A Requiem for Humanitarianism

There is no history of a revolution which is not at the same time a history of barbarism. 
(Inspired by Walter Benjamin)

And the almost live pictures of Colonel Qaddafi’s freshly killed body, covered in human blood, dirt and mud, dragged on the streets of Sirte, followed by the footage of his rotting corpse on display for at least four long days for ecstatic men, women, and children to watch and take pictures of, broadcast onto our screens, into our living rooms, up and down our news channels, tragically epitomize such moment of historic barbarism.

When violence and murder of human beings, innocent or not, is commoditized; when the ultimate form of barbaric voyeurism can be found in every corner of our planet where there is electricity and satellite coverage; when our governments start to contemplate extracting reimbursement from the same people they have been bombing the hell out of, this is when you know you are watching not just news but the news of a historic barbarism in the making, before your very own eyes, live, on the hour, every hour for as long as it sells.

Yes, we pretend to find public execution of people appalling and barbaric; we don’t hesitate to condemn such behavior in the strongest terms possible.  Nevertheless, we seem to have an obsession with watching dying and dead people on TV.  This is the bulk of what we buy as news and watch or read while eating.  And the fact that most of us don’t even find it controversial should be highly controversial itself.

A few optimists still believe that:

If nothing is left, one must scream, because silence is the biggest crime against humanity.  (Nadezhda Mandelstam)

The problematic here is not the silence, for that is a fact; what I find problematic is our presumption of the idea of humanity; it’s a utopian idea; it’s an illusion, a myth.  For it is apparently not against our humanity to stay silent while witnessing human atrocities.  Even if only a few of us actually benefit from all these killings and wars, that is still no good news for you and me; it doesn’t mean that we are not complicit.  It takes one person to push the button, to operate a drone, or to drop a bomb, but it takes the whole humanity to remain silent, to change the channel.

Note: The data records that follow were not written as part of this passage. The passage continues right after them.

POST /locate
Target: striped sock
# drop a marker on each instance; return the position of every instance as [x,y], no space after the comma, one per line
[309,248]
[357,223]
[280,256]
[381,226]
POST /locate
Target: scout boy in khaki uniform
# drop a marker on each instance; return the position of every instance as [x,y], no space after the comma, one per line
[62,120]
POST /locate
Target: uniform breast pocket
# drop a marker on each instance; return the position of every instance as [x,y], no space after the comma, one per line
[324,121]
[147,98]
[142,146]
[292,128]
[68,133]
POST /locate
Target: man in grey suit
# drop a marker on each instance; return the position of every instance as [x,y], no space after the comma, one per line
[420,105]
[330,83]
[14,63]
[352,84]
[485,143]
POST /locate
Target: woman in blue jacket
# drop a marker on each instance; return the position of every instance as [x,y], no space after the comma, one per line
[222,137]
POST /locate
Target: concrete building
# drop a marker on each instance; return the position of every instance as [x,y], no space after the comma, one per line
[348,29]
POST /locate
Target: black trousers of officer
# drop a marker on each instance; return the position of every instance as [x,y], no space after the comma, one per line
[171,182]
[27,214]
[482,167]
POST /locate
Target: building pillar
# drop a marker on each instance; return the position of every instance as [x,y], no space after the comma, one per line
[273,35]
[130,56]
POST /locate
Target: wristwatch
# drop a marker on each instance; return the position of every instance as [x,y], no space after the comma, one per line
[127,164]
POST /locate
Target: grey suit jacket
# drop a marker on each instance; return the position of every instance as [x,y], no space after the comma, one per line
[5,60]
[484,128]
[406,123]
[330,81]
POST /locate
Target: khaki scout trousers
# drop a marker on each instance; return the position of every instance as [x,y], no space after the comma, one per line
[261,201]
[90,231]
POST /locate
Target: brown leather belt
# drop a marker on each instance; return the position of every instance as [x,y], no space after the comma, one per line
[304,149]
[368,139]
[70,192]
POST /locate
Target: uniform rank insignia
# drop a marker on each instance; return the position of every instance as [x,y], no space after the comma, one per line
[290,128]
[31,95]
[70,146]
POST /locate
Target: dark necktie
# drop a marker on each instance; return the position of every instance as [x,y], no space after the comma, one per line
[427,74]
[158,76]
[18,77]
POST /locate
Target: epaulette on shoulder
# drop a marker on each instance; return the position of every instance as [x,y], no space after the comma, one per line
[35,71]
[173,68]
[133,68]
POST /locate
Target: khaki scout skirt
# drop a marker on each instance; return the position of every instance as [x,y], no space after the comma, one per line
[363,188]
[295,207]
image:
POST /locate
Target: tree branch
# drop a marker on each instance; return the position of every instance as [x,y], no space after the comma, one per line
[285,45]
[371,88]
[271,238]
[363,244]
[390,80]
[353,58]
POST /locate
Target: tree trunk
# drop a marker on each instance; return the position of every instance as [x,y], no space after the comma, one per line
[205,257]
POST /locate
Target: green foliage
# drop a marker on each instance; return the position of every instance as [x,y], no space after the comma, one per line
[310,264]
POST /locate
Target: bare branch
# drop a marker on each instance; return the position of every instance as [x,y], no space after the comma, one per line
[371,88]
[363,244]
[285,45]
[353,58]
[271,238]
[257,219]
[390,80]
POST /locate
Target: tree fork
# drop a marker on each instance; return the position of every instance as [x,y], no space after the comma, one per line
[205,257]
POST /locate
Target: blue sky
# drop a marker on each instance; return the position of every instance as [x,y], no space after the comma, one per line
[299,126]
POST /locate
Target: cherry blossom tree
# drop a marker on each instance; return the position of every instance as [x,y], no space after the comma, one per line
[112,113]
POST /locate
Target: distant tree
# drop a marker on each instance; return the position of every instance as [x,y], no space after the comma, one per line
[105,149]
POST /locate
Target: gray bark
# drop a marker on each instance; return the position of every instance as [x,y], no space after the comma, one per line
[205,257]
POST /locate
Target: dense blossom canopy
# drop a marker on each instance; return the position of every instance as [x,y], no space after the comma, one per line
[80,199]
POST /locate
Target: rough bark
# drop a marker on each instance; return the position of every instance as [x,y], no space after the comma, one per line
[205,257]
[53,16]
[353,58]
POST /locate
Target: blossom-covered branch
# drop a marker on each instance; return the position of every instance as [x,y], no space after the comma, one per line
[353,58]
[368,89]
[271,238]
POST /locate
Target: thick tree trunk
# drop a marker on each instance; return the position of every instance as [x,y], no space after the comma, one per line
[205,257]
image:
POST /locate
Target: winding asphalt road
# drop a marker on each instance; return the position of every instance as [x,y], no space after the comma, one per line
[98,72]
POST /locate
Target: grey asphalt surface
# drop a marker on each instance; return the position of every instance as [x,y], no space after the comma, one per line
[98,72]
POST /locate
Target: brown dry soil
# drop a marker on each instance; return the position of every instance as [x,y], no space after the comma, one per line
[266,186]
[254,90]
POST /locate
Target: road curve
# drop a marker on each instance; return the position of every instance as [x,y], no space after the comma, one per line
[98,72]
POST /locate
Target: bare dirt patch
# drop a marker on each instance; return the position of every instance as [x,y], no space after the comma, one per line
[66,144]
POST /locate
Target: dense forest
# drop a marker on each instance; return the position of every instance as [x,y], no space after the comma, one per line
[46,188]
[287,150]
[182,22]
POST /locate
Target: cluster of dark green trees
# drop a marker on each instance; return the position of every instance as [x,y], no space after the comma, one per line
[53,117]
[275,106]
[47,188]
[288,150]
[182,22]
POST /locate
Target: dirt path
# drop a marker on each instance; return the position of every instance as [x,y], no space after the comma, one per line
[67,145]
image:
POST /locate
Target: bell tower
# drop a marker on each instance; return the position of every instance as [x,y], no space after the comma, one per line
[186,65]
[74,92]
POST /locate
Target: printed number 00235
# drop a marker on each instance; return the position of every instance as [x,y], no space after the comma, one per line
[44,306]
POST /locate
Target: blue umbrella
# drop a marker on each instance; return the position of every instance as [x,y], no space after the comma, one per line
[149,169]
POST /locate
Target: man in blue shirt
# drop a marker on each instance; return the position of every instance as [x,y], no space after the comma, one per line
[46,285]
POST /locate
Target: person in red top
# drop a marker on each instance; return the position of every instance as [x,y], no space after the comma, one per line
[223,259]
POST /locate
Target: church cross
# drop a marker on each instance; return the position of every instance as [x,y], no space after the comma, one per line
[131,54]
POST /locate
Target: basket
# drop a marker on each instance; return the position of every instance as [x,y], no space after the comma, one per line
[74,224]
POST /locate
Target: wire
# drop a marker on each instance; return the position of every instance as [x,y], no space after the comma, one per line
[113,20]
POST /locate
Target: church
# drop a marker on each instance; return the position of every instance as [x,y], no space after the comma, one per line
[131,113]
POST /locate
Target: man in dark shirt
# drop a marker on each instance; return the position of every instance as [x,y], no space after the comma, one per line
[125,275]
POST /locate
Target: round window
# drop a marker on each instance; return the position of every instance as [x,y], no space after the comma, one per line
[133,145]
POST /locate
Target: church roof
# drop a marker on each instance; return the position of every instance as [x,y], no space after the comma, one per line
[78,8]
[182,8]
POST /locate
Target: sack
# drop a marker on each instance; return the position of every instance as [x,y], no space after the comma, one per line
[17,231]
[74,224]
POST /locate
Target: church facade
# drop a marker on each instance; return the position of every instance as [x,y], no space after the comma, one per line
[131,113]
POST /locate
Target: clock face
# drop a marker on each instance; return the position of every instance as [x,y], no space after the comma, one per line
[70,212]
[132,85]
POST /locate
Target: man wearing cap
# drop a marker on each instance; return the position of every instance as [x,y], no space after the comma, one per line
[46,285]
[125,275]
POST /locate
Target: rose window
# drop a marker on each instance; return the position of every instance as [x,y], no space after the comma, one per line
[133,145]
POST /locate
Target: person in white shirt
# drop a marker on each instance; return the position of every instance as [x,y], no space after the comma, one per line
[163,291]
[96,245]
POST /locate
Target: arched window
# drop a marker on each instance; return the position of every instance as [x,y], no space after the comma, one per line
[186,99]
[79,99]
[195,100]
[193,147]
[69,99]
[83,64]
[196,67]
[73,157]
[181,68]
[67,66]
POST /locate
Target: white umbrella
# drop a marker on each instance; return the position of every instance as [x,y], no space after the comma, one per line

It is not the US government alone, it is not just the NATO forces, it is not just the fascists of every era, it is each and every one of us with a working tongue, an ear and an eye, with smart phones in our pockets and with televisions left on — we are all complicit.  We can’t say we didn’t know, we didn’t see, because it all happened almost live in front of our very own eyes, in the comfort of our living rooms, on our breakfast tables.  They did it, we watched and we said nothing.  We remained blind to the light that was shed on our own kind of blood.  It didn’t happen to us, it is not real, it’s only on TV; it will disappear at the push of a button.

None of this will change unless we re-view what we understand by such loaded terms as “humanity” and “humanitarian” against what they really are.  What we lack in our understanding of such terms is a revolution of the kind that we have been lucky (or unlucky, some would argue) to have in physics and philosophy.  Maybe then we’ll be able to reform our self-understanding and by that maybe our reality too.

Remember when Colonel Qaddafi asked his murderers: “Do you know what is wrong and right”?

I tell you: there is no right and wrong; it is all wrong, wrong, and wrong.

All these fantastic words (nonsense) which have been attributed to the “true” nature of humankind: humanity, justice, laws, rights, duties, good, truth . . . are all myths.

Wars, guns, killing, blood, dead bodies, our deafening silence: facts.

We have changed everything to mean its exact opposite.  Justice is injustice, bad is good, war is peace, and humanity is barbarism.

Let me end on a rephrased note from “The Moral Equivalent of War” by William James where “peace” and “war” are replaced with “humanity” and “barbarism”:

“Humanity” today is a synonym for “barbarism expected.”  The word has become a pure provocative, and no government sincerely wishing humanity well should allow it ever to be printed in a newspaper.  Every up-to-date dictionary should say that “humanity” and “barbarism” mean the same thing, now in posse, now in actu.  It may even reasonably be said that the intensely sharp competition for broadcasting and watching acts of barbarism by the nations is barbarism itself, permanent, unceasing; and that the images shown live up and down the nations’ news channels are only a sort of public verification of the barbarism hidden in the momentary “humanitarian” intervals.


Shirin Shafaie is an Iranian researcher and PhD candidate at the School of Oriental and African Studies (SOAS), University of London.  She was educated in Iran (BA in Philosophy and MA in Philosophy of Art) and in the UK (MSc in Middle East Politics).  The core of her research is critical war studies in general and the Iran-Iraq War in particular.